Some herbs like rosemary and thyme are easy to dry, while others like cilantro and basil, do not dry well. This week, I have a lot of suggestions on which herbs to dry, freeze or use now (and a great pesto recipe to use up that basil).

First, let’s talk about basil, which is the most commonly grown herb. There’s nothing like fresh basil, but that flavor is hard to capture.  The best way to preserve basil is to make pesto and freeze it.

I recommend buying mini plastic storage containers to freeze basil in smaller portions (about ½ to 1 cup at a time). My husband is a teacher and one of his co-workers, Janice Queen, makes amazing pesto. I asked her to share her recipe. Something I really like about this recipe is it calls for almonds, as well as pine nuts (pine nuts are very expensive, so this is a more economical recipe).  The recipe also calls for a good dose of parsley, which is nice if you’re growing that, too.

Pesto is versatile: use it as a salad dressing, toss it with pasta and fresh tomatoes, or pour it over a block of cream cheese for a quick dip (serve with crackers and French bread).

Herb butters are another wonderful way to use up herbs, particularly rosemary and basil.  All you have to do is soften 1 stick of unsalted butter, stir in 2 tablespoons of chopped basil or 1 tablespoon chopped rosemary. Then spread it on a slice of French bread.  It’s marvelous and an easy and inexpensive addition to a party. You can also add 1 tablespoon finely minced sundried tomatoes to the butter.

If I am serving it at a party, I serve it at room temperature, but if you want herb butter for your family, mold the butter back into a log, place it in plastic wrap and store it in the refrigerator for several days (rosemary butter will last longer than basil).

If you have leftover herb butter, use it in pasta, on vegetables, or spread a pat on a steak.

Another idea to use either fresh or dried herbs is to sprinkle herbs (thyme, oregano, rosemary or a combination are my favorites) on a mix of balsamic vinegar and extra virgin olive oil for a quick bread dip. You can use that recipe to marinate vegetables that you’re going to grill, too. Be sure to add salt to both dishes though.

Ok, now we’ve used fresh herbs, let’s talk about drying herbs.

Before you dry any herb, you want to rinse it gently and pat it dry with a paper towel. Only dry herbs that are in perfect condition, and discard any that are wilted or changing colors.

Certain herbs, like thyme and rosemary, dry beautifully. To dry these herbs all you have to do is cut off the stems, lay them on a piece of parchment paper on a pan and let it rest for about 7 days. After that, pull the leaves off and place in a spice jar away from sunlight or heat.

dried rosemary

I dry my rosemary and buy pretty glass jars and give it away at Christmas. Also, you can use dried rosemary to make an herb butter which is excellent on rolls or whipped into mashed potatoes and makes a good hostess gift.

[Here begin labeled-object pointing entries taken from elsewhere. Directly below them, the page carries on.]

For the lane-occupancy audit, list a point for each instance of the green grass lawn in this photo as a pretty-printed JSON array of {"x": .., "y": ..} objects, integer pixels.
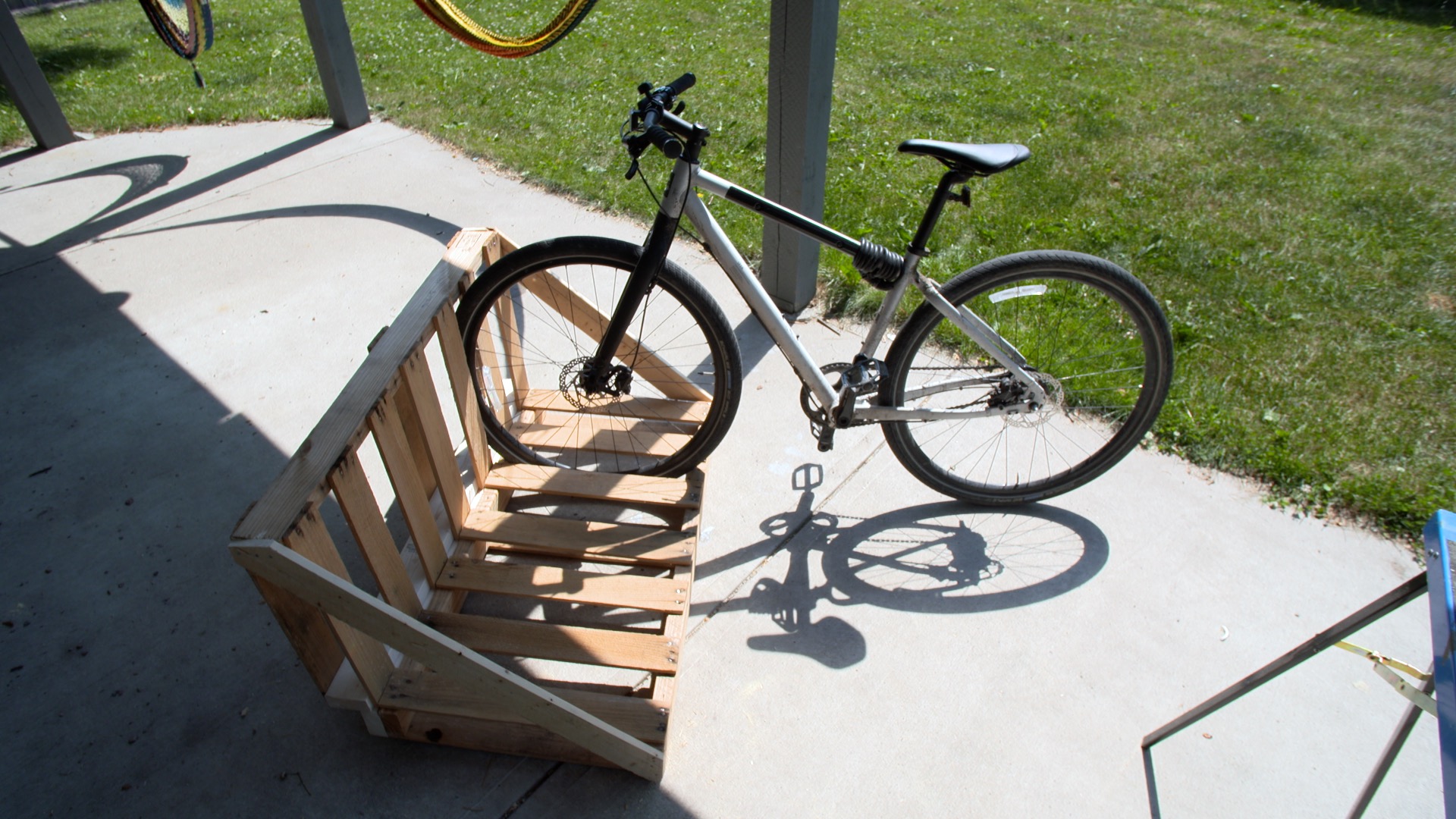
[{"x": 1282, "y": 175}]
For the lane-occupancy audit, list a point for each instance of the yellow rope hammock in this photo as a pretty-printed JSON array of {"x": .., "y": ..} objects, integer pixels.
[{"x": 447, "y": 17}]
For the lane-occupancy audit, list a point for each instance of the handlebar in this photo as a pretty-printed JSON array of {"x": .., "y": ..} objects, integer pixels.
[{"x": 651, "y": 110}]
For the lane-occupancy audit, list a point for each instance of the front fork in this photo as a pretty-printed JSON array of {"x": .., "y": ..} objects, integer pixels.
[{"x": 599, "y": 375}]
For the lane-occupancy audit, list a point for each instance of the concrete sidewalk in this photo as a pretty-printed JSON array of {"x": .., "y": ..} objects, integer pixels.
[{"x": 177, "y": 311}]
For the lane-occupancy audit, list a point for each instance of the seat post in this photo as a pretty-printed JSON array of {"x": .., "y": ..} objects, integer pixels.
[{"x": 932, "y": 212}]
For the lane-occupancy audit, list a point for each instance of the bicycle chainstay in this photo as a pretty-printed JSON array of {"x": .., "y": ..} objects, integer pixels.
[{"x": 862, "y": 378}]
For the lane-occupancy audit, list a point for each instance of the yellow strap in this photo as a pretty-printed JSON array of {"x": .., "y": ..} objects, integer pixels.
[
  {"x": 1382, "y": 670},
  {"x": 447, "y": 17}
]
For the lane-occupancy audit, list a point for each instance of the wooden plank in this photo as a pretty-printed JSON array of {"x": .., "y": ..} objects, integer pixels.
[
  {"x": 446, "y": 656},
  {"x": 369, "y": 657},
  {"x": 421, "y": 387},
  {"x": 511, "y": 346},
  {"x": 308, "y": 632},
  {"x": 557, "y": 583},
  {"x": 452, "y": 349},
  {"x": 552, "y": 642},
  {"x": 599, "y": 485},
  {"x": 517, "y": 739},
  {"x": 305, "y": 474},
  {"x": 618, "y": 542},
  {"x": 582, "y": 312},
  {"x": 414, "y": 502},
  {"x": 414, "y": 436},
  {"x": 425, "y": 691},
  {"x": 601, "y": 433},
  {"x": 674, "y": 626},
  {"x": 381, "y": 553},
  {"x": 628, "y": 406},
  {"x": 482, "y": 353}
]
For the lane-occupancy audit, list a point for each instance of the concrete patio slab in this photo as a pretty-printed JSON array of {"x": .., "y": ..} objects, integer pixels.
[{"x": 859, "y": 645}]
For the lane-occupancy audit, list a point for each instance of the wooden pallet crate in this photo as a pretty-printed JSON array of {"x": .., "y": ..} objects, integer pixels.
[{"x": 519, "y": 610}]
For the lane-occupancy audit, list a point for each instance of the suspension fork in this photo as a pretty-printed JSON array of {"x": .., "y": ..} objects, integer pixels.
[{"x": 599, "y": 373}]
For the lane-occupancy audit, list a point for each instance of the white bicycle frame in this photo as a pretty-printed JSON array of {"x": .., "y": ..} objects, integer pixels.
[{"x": 679, "y": 200}]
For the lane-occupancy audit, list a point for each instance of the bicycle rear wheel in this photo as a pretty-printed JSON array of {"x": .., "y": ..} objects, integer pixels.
[
  {"x": 1092, "y": 335},
  {"x": 533, "y": 321}
]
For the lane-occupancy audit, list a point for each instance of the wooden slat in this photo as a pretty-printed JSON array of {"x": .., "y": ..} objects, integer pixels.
[
  {"x": 394, "y": 447},
  {"x": 308, "y": 630},
  {"x": 582, "y": 312},
  {"x": 437, "y": 439},
  {"x": 494, "y": 736},
  {"x": 414, "y": 435},
  {"x": 601, "y": 433},
  {"x": 557, "y": 583},
  {"x": 446, "y": 656},
  {"x": 369, "y": 657},
  {"x": 628, "y": 407},
  {"x": 552, "y": 642},
  {"x": 618, "y": 542},
  {"x": 381, "y": 553},
  {"x": 674, "y": 626},
  {"x": 452, "y": 349},
  {"x": 599, "y": 485},
  {"x": 482, "y": 353},
  {"x": 511, "y": 344},
  {"x": 425, "y": 691},
  {"x": 305, "y": 474}
]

Mint and oregano have a slightly higher moisture content and are better dried after you pick the leaves off the plant. Don’t let the leaves touch each other as this may increase the chance of the herbs molding before they have a chance to dry. Place the leaves on a paper towel on a baking sheet and cover with another paper towel.  Place them in an oven for 24-48 hours (turn on the light in the oven, not the heat). Leaves are ready when they crumble in your hand.

My favorite thing to do with cilantro is let it go to seed and then collect those seeds which are coriander seeds (and those are expensive in the store). Coriander seeds have great flavor. Another option though is to chop cilantro, place nearly 1 tablespoon in an ice cube tray and fill it with water. Freeze. This retains some of the original cilantro flavor, but will still not be the same.

Hopefully this will help you enjoy the last weeks of your herb garden and stretch that flavor into winter.

Easy Pesto

3/4 cup extra virgin olive oil

2 large garlic cloves, peeled

1/2 cup pine nuts, walnuts, almonds or a combination (I usually use almonds)

3/4 cup grated Parmesan cheese

3 cups fresh basil, no stems

3/4 cup fresh chopped parsley

Salt to taste

In a food processor, combine the oil, garlic, almonds and Parmesan cheese. Then, feed in the herbs and blend until combined.   It is so easy and freezes very well.

Recipe was originally adapted from Mollie Katzen’s Moosewood Cookbook.